This chapter presents two important DSP techniques, the overlap-add method, and FFT

convolution. The overlap-add method is used to break long signals into smaller segments for

easier processing. FFT convolution uses the overlap-add method together with the Fast Fourier

Transform, allowing signals to be convolved by multiplying their frequency spectra. For filter

kernels longer than about 64 points, FFT convolution is faster than standard convolution, while

producing exactly the same result.

The Overlap-Add Method

There are many DSP applications where a long signal must be filtered in

segments. For instance, high fidelity digital audio requires a data rate of

about 5 Mbytes/min, while digital video requires about 500 Mbytes/min. With

data rates this high, it is common for computers to have insufficient memory to

simultaneously hold the entire signal to be processed. There are also systems

that process segment-by-segment because they operate in real time. For

example, telephone signals cannot be delayed by more than a few hundred

milliseconds, limiting the amount of data that are available for processing at

any one instant.

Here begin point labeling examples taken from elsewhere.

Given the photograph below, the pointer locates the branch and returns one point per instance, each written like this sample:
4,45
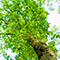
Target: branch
4,21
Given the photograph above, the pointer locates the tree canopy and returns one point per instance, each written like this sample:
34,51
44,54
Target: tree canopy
22,20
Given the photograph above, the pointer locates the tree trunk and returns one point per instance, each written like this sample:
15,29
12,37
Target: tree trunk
42,50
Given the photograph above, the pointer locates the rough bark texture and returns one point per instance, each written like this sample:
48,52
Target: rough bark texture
42,50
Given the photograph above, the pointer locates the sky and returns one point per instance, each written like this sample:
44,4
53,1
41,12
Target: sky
53,18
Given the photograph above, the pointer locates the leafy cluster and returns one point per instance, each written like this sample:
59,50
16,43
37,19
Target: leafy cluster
20,21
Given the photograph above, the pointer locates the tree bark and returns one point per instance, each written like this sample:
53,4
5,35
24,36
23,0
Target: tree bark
42,50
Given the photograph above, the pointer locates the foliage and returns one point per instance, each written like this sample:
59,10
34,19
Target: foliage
20,21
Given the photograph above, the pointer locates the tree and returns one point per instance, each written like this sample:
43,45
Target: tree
51,4
26,30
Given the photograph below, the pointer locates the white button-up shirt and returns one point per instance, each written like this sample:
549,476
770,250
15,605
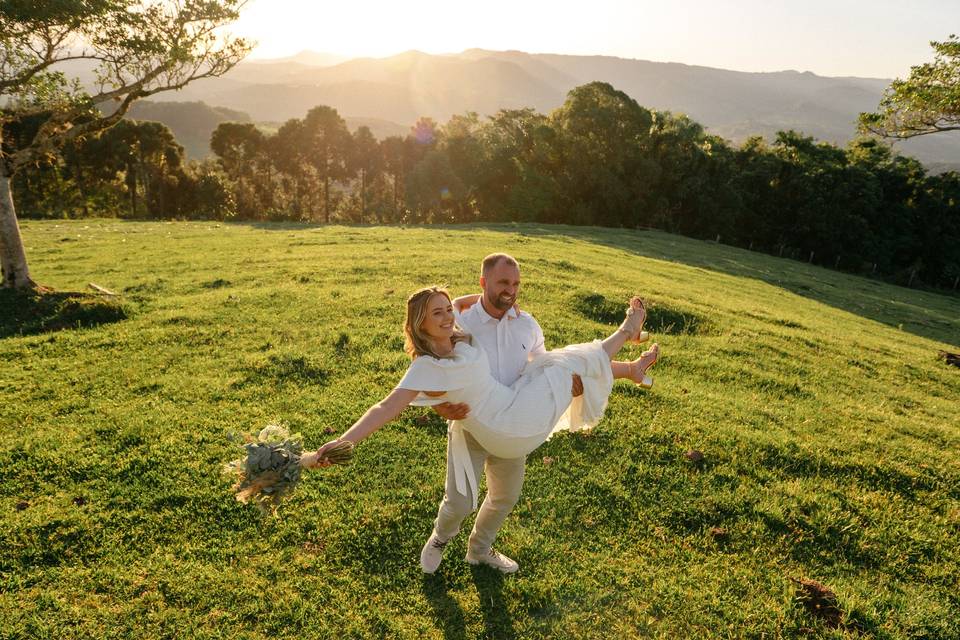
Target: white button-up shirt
508,342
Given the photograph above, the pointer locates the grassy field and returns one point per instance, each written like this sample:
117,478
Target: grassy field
829,429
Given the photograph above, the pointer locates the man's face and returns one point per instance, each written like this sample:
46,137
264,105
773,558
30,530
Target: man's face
501,285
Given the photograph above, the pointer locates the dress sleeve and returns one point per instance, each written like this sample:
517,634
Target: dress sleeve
429,374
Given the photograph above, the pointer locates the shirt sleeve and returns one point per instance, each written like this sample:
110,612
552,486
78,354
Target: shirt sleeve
539,345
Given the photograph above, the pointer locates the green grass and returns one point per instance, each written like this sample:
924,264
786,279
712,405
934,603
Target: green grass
829,428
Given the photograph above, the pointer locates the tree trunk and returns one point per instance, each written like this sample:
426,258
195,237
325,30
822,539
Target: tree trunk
13,259
326,199
363,194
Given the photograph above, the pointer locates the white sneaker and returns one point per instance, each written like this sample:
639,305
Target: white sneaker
432,553
495,559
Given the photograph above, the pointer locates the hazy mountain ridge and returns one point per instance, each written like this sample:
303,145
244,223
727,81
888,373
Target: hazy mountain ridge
401,88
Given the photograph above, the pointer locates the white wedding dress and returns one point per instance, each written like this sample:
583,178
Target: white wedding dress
510,422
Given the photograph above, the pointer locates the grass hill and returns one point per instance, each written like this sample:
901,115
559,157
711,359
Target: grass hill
828,428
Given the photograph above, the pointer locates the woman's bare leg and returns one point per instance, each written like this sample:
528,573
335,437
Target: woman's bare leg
636,369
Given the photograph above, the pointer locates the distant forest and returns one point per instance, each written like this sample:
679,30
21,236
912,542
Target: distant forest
599,159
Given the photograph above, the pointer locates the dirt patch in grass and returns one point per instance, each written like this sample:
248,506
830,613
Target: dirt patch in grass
33,312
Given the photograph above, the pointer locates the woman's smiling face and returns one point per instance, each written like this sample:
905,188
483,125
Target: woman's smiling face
438,322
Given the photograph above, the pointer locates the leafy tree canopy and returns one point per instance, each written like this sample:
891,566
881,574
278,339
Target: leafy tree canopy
926,102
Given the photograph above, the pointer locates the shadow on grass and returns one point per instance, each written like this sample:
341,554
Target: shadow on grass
446,611
25,313
496,615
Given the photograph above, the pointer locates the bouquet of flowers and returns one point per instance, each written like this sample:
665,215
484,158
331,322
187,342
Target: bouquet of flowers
271,469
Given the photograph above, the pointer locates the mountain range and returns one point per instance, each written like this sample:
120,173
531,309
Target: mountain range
391,93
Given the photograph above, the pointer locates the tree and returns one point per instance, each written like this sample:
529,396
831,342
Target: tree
328,146
139,48
928,101
606,169
239,147
366,161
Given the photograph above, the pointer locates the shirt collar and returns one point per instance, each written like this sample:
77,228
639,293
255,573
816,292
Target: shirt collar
486,317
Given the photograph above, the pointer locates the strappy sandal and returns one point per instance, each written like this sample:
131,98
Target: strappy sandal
646,382
633,325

In still other applications, the processing may require that the

signal be segmented. An example is FFT convolution, the main topic of this

chapter.

The overlap-add method is based on the fundamental technique in DSP: (1)

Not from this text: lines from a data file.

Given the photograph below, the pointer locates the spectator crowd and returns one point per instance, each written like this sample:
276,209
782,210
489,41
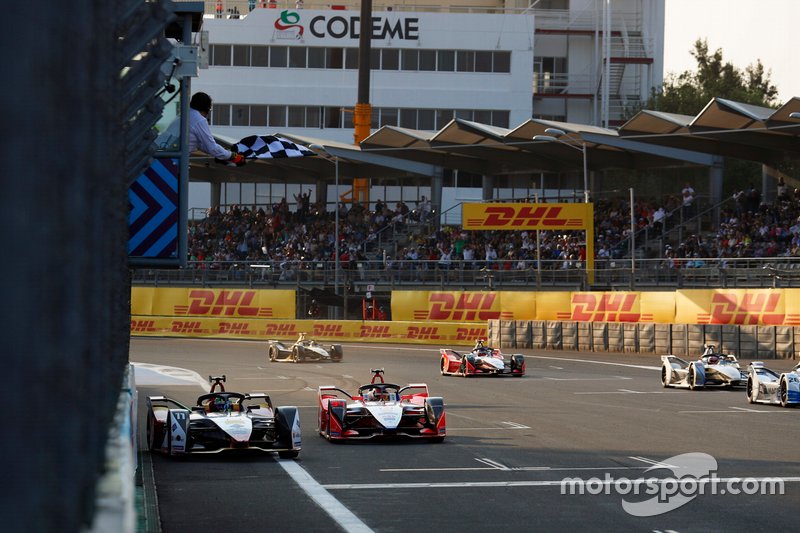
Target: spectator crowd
293,237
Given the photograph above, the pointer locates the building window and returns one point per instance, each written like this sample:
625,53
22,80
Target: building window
390,59
277,116
410,59
334,58
241,56
447,61
221,115
316,58
259,56
240,115
278,56
221,55
258,115
297,116
427,60
297,57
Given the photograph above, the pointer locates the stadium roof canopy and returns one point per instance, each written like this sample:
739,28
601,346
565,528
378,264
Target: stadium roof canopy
650,139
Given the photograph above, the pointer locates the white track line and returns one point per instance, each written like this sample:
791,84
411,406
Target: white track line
341,514
547,483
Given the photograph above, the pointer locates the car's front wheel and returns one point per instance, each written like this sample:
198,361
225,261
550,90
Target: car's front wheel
751,393
784,392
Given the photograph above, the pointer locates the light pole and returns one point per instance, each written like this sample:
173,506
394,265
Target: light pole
553,135
320,148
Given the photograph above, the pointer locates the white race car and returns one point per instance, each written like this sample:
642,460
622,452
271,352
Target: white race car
767,386
713,369
303,349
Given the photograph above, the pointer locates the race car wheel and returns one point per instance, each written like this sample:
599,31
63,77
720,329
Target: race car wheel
151,431
664,377
751,393
784,392
693,378
288,454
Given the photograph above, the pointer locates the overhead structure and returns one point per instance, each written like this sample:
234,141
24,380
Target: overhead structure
650,139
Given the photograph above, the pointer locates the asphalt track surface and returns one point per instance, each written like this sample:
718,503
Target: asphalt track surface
600,418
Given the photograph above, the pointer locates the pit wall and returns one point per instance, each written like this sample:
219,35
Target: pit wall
685,340
320,330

decompose the signal into simple components, (2) process each of the

components in some useful way, and (3) recombine the processed components

into the final signal. Figure 18-1 shows an example of how this is done for

the overlap-add method. Figure (a) is the signal to be filtered, while (b) shows

the filter kernel to be used, a windowed-sinc low-pass filter. Jumping to the

bottom of the figure, (i) shows the filtered signal, a smoothed version of (a).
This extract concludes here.